Suara kunci diputar terdengar. Pintu dibuka dari dalam. Keluarlah seorang wanita berambut hitam dan mengenakan jas hitam ala personel Custodia.

Tidak tahu ada orang yang berdiri tepat di depan pintu, dia menabrak dada bidangku hingga terpental dan jatuh terduduk di lantai.

"Ah, maaf, kamu tidak apa-apa?" ucapku sambil mengulurkan tanganku kepadanya.

"Tidak apa-apa, aku yang salah, maaf." Dia meraih tanganku, kutarik dia untuk membantunya berdiri.

"Sykurlah kalau kamu tak apa-apa. Kalau begitu, aku masuk duluan, ya?" ujarku. Dia menyingkir dari depan pintu dan memberikanku jalan untuk masuk. Kulihat rekannya yang berambut cokelat sedang mencari-cari dokumen di rak besi.

Tiba-tiba sebuah benda tumpul menghantam bagian belakang kepalaku dengan keras. Tubuhku langsung ambruk ke permukaan lantai.

"Sepertinya aku tidak pernah melihat orang ini di daftar personel Custodia. Kita apakan dia?" tanya pelaku yang menghantam kepalaku kemudian menyeret badanku masuk ke dalam kemudian menutup pintu.
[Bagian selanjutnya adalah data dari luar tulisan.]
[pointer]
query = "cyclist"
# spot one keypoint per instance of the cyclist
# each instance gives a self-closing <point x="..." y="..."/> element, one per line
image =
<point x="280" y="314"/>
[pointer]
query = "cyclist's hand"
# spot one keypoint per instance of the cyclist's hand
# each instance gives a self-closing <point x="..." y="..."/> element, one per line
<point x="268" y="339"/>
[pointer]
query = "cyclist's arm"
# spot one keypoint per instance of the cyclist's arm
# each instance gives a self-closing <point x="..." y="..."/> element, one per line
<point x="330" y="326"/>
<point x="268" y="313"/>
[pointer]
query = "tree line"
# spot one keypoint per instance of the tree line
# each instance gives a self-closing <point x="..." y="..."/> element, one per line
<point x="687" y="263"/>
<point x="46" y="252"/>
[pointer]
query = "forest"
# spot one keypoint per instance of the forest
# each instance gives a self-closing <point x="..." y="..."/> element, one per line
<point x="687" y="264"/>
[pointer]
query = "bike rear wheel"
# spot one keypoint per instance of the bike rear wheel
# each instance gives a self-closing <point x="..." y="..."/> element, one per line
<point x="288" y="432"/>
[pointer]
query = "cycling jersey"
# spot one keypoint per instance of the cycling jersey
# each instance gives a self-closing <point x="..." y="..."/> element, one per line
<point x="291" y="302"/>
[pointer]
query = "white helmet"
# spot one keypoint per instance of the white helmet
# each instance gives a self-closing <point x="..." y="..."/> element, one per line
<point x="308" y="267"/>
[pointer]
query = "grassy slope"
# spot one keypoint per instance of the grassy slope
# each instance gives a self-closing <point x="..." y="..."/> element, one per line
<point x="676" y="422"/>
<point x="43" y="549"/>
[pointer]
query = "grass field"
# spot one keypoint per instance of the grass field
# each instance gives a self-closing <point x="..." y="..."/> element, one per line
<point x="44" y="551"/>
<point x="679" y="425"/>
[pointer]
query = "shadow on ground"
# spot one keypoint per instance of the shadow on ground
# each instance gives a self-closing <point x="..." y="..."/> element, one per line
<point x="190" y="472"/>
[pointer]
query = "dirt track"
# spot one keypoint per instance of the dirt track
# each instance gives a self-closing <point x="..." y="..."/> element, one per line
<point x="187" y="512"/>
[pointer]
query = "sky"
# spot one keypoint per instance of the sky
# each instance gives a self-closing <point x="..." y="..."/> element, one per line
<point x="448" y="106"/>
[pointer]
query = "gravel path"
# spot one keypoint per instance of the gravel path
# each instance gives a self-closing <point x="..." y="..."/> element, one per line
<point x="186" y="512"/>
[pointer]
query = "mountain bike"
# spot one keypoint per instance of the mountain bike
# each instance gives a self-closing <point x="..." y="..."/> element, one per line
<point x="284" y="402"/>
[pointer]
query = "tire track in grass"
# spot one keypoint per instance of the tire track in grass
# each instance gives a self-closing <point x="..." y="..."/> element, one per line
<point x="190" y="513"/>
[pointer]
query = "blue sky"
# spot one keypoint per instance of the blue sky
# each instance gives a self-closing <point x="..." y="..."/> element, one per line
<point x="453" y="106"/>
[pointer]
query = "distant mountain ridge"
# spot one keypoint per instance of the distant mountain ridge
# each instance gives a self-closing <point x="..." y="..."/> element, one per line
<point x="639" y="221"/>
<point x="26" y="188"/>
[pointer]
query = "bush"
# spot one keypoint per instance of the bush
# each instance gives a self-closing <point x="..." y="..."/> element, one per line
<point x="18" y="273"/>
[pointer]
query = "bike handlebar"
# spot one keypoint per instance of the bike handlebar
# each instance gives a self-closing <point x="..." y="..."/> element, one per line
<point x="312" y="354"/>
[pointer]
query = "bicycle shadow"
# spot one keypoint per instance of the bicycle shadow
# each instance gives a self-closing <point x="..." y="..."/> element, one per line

"Justru semakin mencurigakan kalau dia tidak terdaftar di data yang kita dapatkan. Lebih baik kita habisi saja dia," saran rekannya.

"Menghabisiku? Coba saja kalau bisa," tantangku yang masih mempertahankan kesadaranku. Mereka tersentak kaget mengetahui aku masih sadarkan diri. Aku menopang tubuhku dengan kedua tanganku, berusaha untuk bangkit berdiri.

"Baru pertama kali aku llihat ada orang yang menyebalkan sepertimu," gumam wanita berambut hitam itu. "Begitu sadar bukannya kabur, malah melunjak. Kamu mau mati, ya?!"

"Daritadi aku sudah menahan diri setelah kamu menghantam kepalaku dan sekarang kamu mengancamku? Jangan menantang kesabaranku," geramku yang mulai kehabisan kesabaran. Bayangan hitam meluap keluar dari tubuhku.

Wanita berambut cokelat itu tersentak melihat 'Arte' milikku. Dia memperingati temannya. "Marina! Kurasa lebih baik kita kabur saja! Firasatku mengatakan kalau orang itu berbahaya!"

Aku menyeringai dan langsung menerjang ke arah wanita berambut cokelat itu. Dia terkesiap melihatku yang sudah berada tepat di depannya.

Saat aku hendak menyerangnya, tiba-tiba seisi ruangan ini dipenuhi oleh air. Akibatnya, aku tidak dapat bergerak dengan leluasa dan juga tidak dapat bernapas.

Perempuan yang ingin kuserang tadi memanfaatkan kesempatan ini untuk kabur dariku. Dia berenang ke arah pintu keluar. Saat aku hendak mengejarnya, temannya yang berambut hitam datang menghalangiku.